I accidentally hit post before I finished really working my thoughts out, so this can just be a general discussion thread in the meantime.
What about state actors including the US as everybody seems to want to easdrop on everybody else in this day and age.
It would not surprise me that state sponsored efforts are already doing this and probably have been for years now.
State actors you can just think of as standard adversaries, albeit with more resources; the situation now with Facebook and Apple is different because they are trying to undermine their own end-to-end encryption, that of WhatsApp and iCloud respectively.
As far as I know, Apple is not being compelled by the US government to construct this kind of backdoor/surveillance-system, it chose to do so, despite having the legal ability not to.
EFF has a few good articles on this. Seems like a challenging problem for privacy oriented folks.
The only winning move is not to play.
(post withdrawn by author, will be automatically deleted in 36 hours unless flagged)
There’s a lot of clickbait on this subject. It’s doing a hash match locally rather than scanning content, so that less data is sent back to Apple, and the messages scanning is opt-in parental control feature.
Not that this isn’t terrible and unacceptable and a very, very slippery slope but we need to be upset for what it is, not what it isn’t. If people go off on hysterics every time anything bad happens, it’s easy to paint the general population as ignorant and irrational, and push this stuff on them “for their own good”.
Clickbait and hysteria is part of the problem.
Ah ya they got me on this one. Deleted older message to avoid stoking the flames.
- Don’t use iCloud Photos and your photos will not go through the hashing process.
- Don’t opt in to the Messages feature and they won’t scan messages.
Fair enough. I interpreted it as they are scanning all photos, even those only saved locally, and potentially sending those to NCMEC for review, which would potentially result in law enforcement knocking on your door. But if it’s only iCloud photos, then just don’t use iCloud. And I think that’s fair, because I never expect cloud storage to be totally private anyways unless it’s advertised as zero-knowledge. I still don’t like the idea that they’re doing it in the first place because I think it will be abused and expanded for more use cases in the future, but there are plenty of alternatives.
Just to clarify, I still think this is a regression in terms of privacy, because they’re still scanning files locally on your device, not just on their servers. They’re creating a system where in the future they could easily expand that to scan all files on your device and send that data back to Apple, then to an approved activist organization, then to the FBI regardless of whether you’re putting it on iCloud or not.

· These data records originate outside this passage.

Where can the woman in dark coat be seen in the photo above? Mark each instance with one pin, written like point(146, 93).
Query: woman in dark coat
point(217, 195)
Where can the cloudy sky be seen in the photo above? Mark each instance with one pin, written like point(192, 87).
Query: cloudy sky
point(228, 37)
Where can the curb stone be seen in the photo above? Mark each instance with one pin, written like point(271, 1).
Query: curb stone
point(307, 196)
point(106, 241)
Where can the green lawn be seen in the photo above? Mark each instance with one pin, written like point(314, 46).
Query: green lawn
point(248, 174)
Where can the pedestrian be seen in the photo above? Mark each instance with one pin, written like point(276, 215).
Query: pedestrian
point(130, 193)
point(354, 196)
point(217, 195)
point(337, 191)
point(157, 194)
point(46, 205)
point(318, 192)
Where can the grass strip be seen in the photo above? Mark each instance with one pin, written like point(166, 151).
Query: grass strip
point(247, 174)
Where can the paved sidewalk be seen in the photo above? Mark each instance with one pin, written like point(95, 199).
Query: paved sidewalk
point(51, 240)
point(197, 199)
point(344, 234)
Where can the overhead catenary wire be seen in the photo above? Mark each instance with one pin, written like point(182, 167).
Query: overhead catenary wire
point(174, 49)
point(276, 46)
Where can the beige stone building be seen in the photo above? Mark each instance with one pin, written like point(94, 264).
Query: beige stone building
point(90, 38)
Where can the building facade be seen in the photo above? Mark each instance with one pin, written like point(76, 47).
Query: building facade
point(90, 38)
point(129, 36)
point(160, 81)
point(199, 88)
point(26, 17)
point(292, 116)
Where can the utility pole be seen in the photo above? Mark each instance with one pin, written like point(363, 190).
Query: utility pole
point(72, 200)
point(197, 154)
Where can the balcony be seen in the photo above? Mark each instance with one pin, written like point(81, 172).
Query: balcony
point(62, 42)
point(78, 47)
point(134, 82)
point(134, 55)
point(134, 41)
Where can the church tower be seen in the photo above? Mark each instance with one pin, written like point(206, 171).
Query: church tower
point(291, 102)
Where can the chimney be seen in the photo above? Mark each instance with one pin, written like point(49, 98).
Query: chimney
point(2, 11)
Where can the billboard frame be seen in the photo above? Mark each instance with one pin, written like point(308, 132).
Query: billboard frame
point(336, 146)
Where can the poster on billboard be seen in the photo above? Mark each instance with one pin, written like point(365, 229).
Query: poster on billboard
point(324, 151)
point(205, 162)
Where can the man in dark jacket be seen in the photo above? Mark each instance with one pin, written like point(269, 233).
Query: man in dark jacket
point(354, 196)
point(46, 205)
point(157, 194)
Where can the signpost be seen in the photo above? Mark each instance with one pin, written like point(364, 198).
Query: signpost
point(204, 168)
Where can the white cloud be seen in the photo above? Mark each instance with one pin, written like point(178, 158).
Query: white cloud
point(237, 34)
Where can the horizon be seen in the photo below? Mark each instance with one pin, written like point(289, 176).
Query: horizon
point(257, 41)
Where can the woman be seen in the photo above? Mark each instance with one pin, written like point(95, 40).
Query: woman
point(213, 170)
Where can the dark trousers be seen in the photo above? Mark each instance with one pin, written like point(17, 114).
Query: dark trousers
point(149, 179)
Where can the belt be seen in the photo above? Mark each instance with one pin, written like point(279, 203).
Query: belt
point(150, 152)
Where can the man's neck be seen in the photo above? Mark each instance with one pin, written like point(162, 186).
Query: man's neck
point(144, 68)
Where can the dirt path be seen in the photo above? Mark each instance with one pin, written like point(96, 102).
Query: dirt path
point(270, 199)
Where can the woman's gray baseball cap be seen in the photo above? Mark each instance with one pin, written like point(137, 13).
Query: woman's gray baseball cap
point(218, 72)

And it’s not just a case of “just don’t do anything illegal and you’ll have nothing to worry about”. Laws change, and people may be punished retroactively. The fact that the Apple guy basically said that is even more worrying, because IMO that kind of logic is basically an admittance that if you give them an inch they’ll take a mile and just keep using the same excuse. And sadly, I’d be willing to bet about 80% of the population is already okay with that.
On the plus side (relatively, not ideally), this could be Apple’s way of preventing the government from cracking down on them about encryption. Apple is still able to catch the bad guys while keeping your files encrypted. So assuming everything works as intended, doesn’t produce false positives, and isn’t expanded and abused later on, it’s actually a great solution compared to Google just handing over all your info to the government.

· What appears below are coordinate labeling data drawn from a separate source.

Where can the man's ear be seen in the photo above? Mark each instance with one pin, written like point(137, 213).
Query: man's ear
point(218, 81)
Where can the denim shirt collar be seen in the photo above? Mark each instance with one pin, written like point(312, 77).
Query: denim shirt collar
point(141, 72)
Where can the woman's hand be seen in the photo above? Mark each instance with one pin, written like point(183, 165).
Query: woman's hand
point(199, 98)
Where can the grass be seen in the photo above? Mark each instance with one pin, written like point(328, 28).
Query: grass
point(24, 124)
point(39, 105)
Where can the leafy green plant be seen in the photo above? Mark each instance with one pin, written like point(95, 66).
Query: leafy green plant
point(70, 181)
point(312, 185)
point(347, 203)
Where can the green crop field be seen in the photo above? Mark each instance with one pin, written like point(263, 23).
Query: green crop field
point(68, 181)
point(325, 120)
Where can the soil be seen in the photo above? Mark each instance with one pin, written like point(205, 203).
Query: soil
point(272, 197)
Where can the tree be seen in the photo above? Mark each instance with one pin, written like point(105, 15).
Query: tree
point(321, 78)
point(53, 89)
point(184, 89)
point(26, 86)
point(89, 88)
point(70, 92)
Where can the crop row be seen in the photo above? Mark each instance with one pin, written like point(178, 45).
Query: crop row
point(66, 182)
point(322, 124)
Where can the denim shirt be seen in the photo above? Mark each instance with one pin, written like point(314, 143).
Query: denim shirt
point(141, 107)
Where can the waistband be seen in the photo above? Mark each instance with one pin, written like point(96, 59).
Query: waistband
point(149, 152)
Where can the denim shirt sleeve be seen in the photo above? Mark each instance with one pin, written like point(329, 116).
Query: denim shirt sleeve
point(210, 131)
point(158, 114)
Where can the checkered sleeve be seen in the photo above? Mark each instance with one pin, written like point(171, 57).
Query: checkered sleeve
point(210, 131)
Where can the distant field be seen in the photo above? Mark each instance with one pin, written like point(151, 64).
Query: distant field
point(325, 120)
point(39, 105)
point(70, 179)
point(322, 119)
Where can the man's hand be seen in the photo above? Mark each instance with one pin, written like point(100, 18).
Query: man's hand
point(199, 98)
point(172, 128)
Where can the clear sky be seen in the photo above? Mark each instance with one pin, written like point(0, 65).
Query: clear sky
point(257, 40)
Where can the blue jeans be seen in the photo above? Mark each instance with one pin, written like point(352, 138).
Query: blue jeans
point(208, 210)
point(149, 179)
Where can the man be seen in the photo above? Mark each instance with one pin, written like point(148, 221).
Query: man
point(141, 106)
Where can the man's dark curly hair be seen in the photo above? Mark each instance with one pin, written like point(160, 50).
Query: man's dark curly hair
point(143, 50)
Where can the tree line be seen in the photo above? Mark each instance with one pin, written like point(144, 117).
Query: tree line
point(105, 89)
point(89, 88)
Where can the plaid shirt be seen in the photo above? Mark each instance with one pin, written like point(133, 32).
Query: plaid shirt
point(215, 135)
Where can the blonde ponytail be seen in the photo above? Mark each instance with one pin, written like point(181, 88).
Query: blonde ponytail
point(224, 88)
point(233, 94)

But I guess in the end we’re all going to be under a tech-thauritarian system where we’ll all have zero privacy and we’ll own nothing and be happy about it. So does any of this really matter?
This really looks to me like a preventative measure on Apple’s part, to avoid getting in trouble for no back door;
Politicians have been decrying the lack of back doors for ages, using kid protection as a publicly acceptable reason to illegally breach privacy.
This move by Apple looks to be removing that as an excuse.
I don’t like the idea of anyone being able to reach into my device and delete things it seems unacceptable , or much worse, report suspicions to Any authorities.
But, I’ve not bricked my phone in protest.
Next I guess is terrorists/terrorism pictures/video?
The year of the Linux phone cannot come any sooner. I wonder if this will spawn a BSD phone as well. My tin-foil hat would lean to a BSD phone because it would be even more obscure.
Interesting thoughts on a *nix based mobile device, however I see here in the US ALL the carriers nixxing this as they can’t control things.